Andy Murray will prioritise rest before beginning his preparations for his next tournament in Cincinnati in just over a week.
The three-time grand slam champion pulled out of the Citi Open ahead of his scheduled quarter-final clash with Australian Alex de Minaur in Washington on Friday night.
The former world number one cited exhaustion for his decision following a gruelling week that had seen him taken to three sets in all three of his matches and spend more than eight hours on court.
The 31-year-old, who only finished his third-round win against Marius Copil at 3am on Friday morning, said in a statement on the ATP website: "I won't be able to play my match tonight.

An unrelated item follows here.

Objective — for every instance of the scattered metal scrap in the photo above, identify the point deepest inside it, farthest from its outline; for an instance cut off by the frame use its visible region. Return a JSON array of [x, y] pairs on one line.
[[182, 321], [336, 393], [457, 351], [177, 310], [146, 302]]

I'm exhausted after playing so much over the past four days, having not competed on the hard courts for 18 months.
"I also need to be careful and to listen to my body as I come back from a long-term injury. I'm gutted not to be playing and I'd like to thank the tournament and all the fans."
Tournament director Keely O'Brien had earlier caused controversy with comments to the Washington Post encouraging Murray to play.
O'Brien said: "I hope that Andy really takes into consideration this role in his sport and as a global role model to guys and girls on the tour and kids around the world that, when things are difficult and tough and the conditions aren't great, it's not OK to just give up.
"I hope we see him on court tonight, fighting like he did last night, because that, I believe, is the right message for anyone in this sport. Certainly, if he can't play because of his injury, that's one thing. But he's a fighter, and he doesn't give up, and he needs to have everyone see that."
With Murray regarded as one of the great fighters in tennis, and given the delicate nature of his recovery from hip surgery, the comments seemed particularly ill-judged.
Neither Murray nor his team have responded publicly but it is understood they were distinctly unimpressed and have made their feelings known.
O'Brien struck a different note in an official statement following Murray's withdrawal, saying: "I am so grateful that Andy, an incredible champion, came back to D.C. to begin what we all know will be a great comeback.
"I sincerely respect his decision and know that his health and recovery process is his top priority, as it should be. We all wish him great success for the rest of the summer and look forward to him coming back to Washington next year."
It was Murray's first hard court tournament since March 2017, and he added in his statement: "There are lots of positives to take from this week, so I'll take some time to rest and recover - I won't play in Toronto next week - and then head to Cincinnati early to prepare and get ready."
Murray had earlier announced he would not be playing in next week's Rogers Cup, which would have been his first Masters tournament since last spring.
He will instead play next at the Masters event in Cincinnati, which begins a week on Monday, as he continues his build up to what is expected to be his first grand slam tournament since last year's Wimbledon at the US Open later this month.